Mader-i Mevlâna Külliyesi, Mevlâna Celâleddin Rumî’nin annesi Mümine Hatun’un Karaman’da bulunan kabrinin çevresine çeşitli vakıf binalarının inşa edilmesiyle kurulmuştur. Mümine Hatun’un türbesinin külliyenin en eski ve ana yapısı olmasından dolayı buraya bu isim verilmiş olup Valide Sultan’ın mezarının yanı sıra burada, Hz. Mevlâna’nın ağabeyi Muhammed Alâeddin’in kabri ile Mevlevî şeyhlerinin ve çelebilerin mezarları da bulunmaktadır. Külliye, Mader-i Mevlâna’nın vefatından çok sonra Hz. Mevlâna’nın torunu Ulu Arif Çelebi’nin müridi Kalemioğlu Ahi Mehmed Bey tarafından inşa edilmiş; Karamanoğlu Mirza Halil Bey ve onun oğlu Alâeddin Bey dönemlerinde ise onarım ve ilavelerle genişletilip değiştirilmiştir.
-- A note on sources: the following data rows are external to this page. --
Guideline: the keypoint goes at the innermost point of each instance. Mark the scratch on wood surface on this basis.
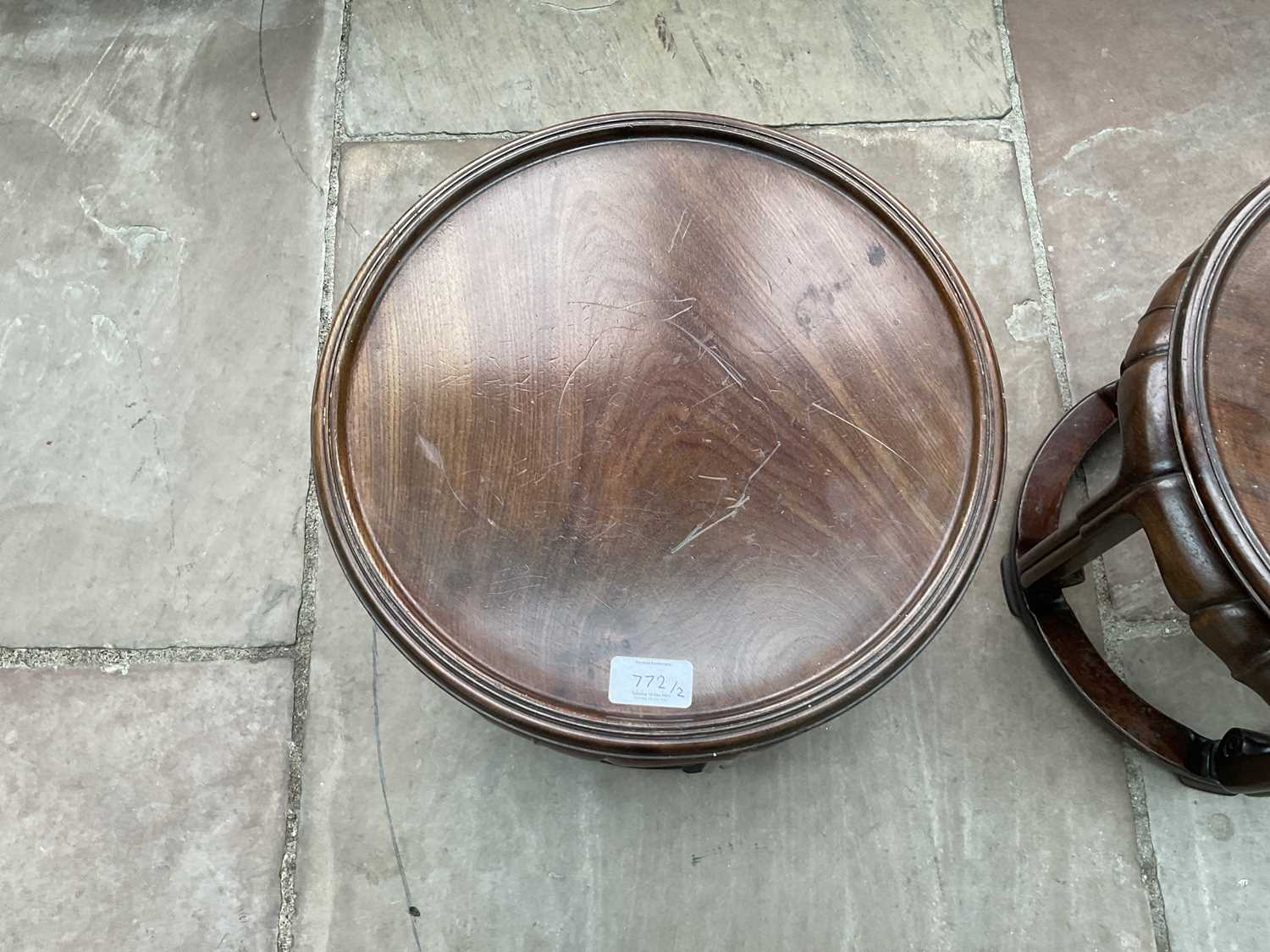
(632, 305)
(681, 230)
(709, 350)
(733, 509)
(879, 442)
(574, 373)
(726, 386)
Aktekke (Ağa Tekke) Cami, Kalemiye Zaviyesi, Karaman Mevlevîhanesi, Mader-i Mevlâna Türbesi, Mümine Hatun Türbesi ve Valide Sultan Cami gibi çeşitli isimlerle de anılan bu Karamanoğlu yapısında, elimizdeki arşiv belgelerine göre XVIII.-XIX. yüzyıllara ait toplamda 10 adet; XX.-XXI. yüzyıllara ait olarak ise 7 adet tadilat ve tamirat girişimi bulunmaktadır. Dolayısıyla Osmanlı Devleti’nin ve Türkiye Cumhuriyeti’nin Mader-i Mevlâna Külliyesi’ne ait yapıları koruma ve hayatiyetini sürdürme çabasından yola çıkılarak çalışmamızda; külliyenin tamir ve tadilat süreci, onarım ve bakım masrafları, burada kimlerin çalıştığı gibi hususlar üzerinden bazı değerlendirmeler yapılmıştır. Ayrıca külliyenin 700 yılı aşkın bir süre boyunca geçirdiği değişim ve dönüşümü, devletin bu eski eseri korumak için gösterdiği ihtimamı çözümleyebilmek amacıyla külliyenin Mevleviliğe ait olması veya Hz. Mevlâna’nın annesinin merkatının burada bulunmasının bu süreçte etkili olup olmadığı sorgulanmıştır.